Pfingsten 1989: Lotte und Panda wollen die Welt verändern. Es ist die Zeit kurz vor der Wende, in der es für Jugendliche in der BRD vor allem Nord und Süd gab, nicht aber Ost und West. Deutschland liegt noch im Schatten der Wolke von Tschernobyl und jedes Gewitter bringt sauren Regen. Die beiden Freundinnen sind sich einig: Sie wollen handeln. Gemeinsam mit einer bunt zusammengewürfelten Truppe aus Rentnern und Studenten leisten sie ökologischen Dienst in einer skurrilen Vogelstation. Da ist etwa Hiller, der vogelbesessene Pensionär, der Panda in sein Herz schließt und ihr beibringt, das Meer zu deuten und den Himmel zu lesen. Er fasziniert sie mit seiner Liebe zur Literatur und taucht mit ihr ein in die Legende von Rungholt, der tief in der Nordsee versunkenen Stadt. Lotte nähert sich dem attraktiven Julian an, der sie für erwachsener hält, als sie tatsächlich ist. Langsam aber fügen sich die Eigenheiten der Station zu einem entlarvenden Mosaik zusammen. Und den Mädchen stellt sich die Frage, wie viel Idealismus man sich als Erwachsener eigentlich bewahren kann.

Mit leuchtender Erzählkraft entführt Christiane Neudecker ihre Leser an die stürmische Nordsee, hinein in die Turbulenzen des Erwachsenwerdens – und in die Magie eines unvergesslichen Sommers.

 

Christiane Neudecker erzählt mit „Sommernovelle“ die stimmungsvolle coming-of-age Geschichte der beiden Fünfzehnjährigen Lotte und Panda. Bereits auf der ersten Seite wird man durch den nuancenreichen Erzählstil der Autorin in den Bann der Landschaft einer kleinen Nordseeinsel gezogen, auf der die beiden Mädchen sich im Frühjahr 1989 einfinden, um als freiwillige Helfer auf einer Vogelstation einen wichtigen Beitrag zum Naturschutz zu leisten.

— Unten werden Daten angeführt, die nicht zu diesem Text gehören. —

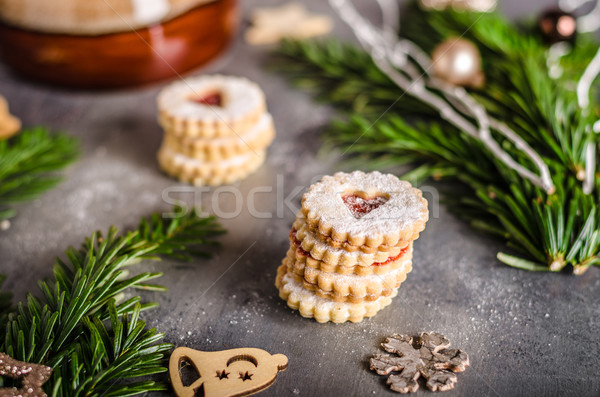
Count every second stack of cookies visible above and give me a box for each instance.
[276,171,428,323]
[157,75,275,185]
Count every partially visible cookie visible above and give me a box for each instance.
[158,145,265,186]
[284,257,412,303]
[275,265,397,323]
[290,218,409,267]
[157,75,266,138]
[165,113,275,162]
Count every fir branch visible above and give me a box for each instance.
[0,274,13,335]
[0,127,79,220]
[276,4,600,274]
[0,209,224,396]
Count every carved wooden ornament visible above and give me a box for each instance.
[169,347,288,397]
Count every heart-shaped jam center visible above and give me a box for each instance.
[190,91,223,107]
[342,194,388,219]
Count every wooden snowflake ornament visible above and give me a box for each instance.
[370,332,469,393]
[0,353,52,397]
[246,2,333,45]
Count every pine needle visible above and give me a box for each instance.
[271,6,600,274]
[0,208,224,397]
[0,127,79,220]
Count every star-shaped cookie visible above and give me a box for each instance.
[246,2,333,45]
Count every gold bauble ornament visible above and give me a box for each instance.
[431,38,484,87]
[419,0,498,12]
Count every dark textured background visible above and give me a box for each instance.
[0,0,600,396]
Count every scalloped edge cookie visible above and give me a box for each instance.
[283,257,412,303]
[158,145,265,186]
[275,265,398,323]
[290,218,412,267]
[164,113,275,162]
[302,171,429,247]
[156,75,267,138]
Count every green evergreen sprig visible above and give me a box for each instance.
[0,208,224,397]
[0,127,79,220]
[275,6,600,274]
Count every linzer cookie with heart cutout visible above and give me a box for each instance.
[275,171,428,322]
[158,146,265,186]
[165,113,275,162]
[302,171,429,247]
[157,75,275,185]
[157,75,266,138]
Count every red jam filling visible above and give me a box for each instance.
[371,245,409,266]
[290,228,312,258]
[342,194,388,219]
[290,228,410,266]
[190,91,223,107]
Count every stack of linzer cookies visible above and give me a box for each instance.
[158,75,275,185]
[275,171,429,323]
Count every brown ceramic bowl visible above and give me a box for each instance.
[0,0,238,88]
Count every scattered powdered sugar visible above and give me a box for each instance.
[303,171,429,236]
[157,75,265,121]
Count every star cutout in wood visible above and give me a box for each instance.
[217,370,229,379]
[0,353,52,397]
[246,2,333,45]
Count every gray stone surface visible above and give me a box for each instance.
[0,0,600,396]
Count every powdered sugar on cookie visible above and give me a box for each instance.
[158,75,265,122]
[302,171,429,246]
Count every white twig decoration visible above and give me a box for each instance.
[329,0,555,194]
[559,0,600,194]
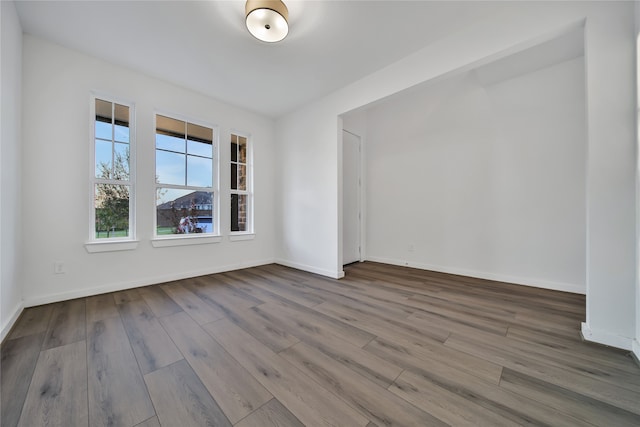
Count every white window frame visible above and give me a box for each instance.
[228,130,255,237]
[151,110,222,248]
[85,92,138,253]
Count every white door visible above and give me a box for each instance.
[342,131,361,265]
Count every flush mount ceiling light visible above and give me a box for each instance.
[244,0,289,43]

…Die Luft war durchzogen von Salzdunst und vom Duft aufspringender Dünenrosen, sie vibrierte unter dem Summen der Bienen, dem Knistern im Sand verdorrender Schalentiere. Auf den Salzwiesen wucherte der Strandflieder und von den aufgeheizten Feldern quollen die grellgelben Rispen des Labkrauts, das wir für Raps hielten, bis auf die Bohlenwege hinauf. An manchen Tagen hob der sommerwarme Wind von den Dünen ganze Schleier aus Flugsand ab, die sich bei den Wattführungen um unsere nackten Knöchel schlängelten. …

Vor dem Hintergrund dieser traumhaften Kulisse begleitet der Leser die Mädchen von ihrer Ankunft in dem kleinen, versteckt in den Dünen liegendem Haus mit seinen skurrilen Insassen – der Zivildienstleistende Julian, die Studentin Melanie, das altjüngferlich wirkende Fräulein Schmidt sowie Hiller und Sebald, zwei ebenfalls ältere Herren –  durch die erste Woche ihres Inselaufenthaltes, in welcher der Inhaber der Vogelstation, Herr Professor Dr. Hansjörg Kupfer noch nicht vor Ort ist.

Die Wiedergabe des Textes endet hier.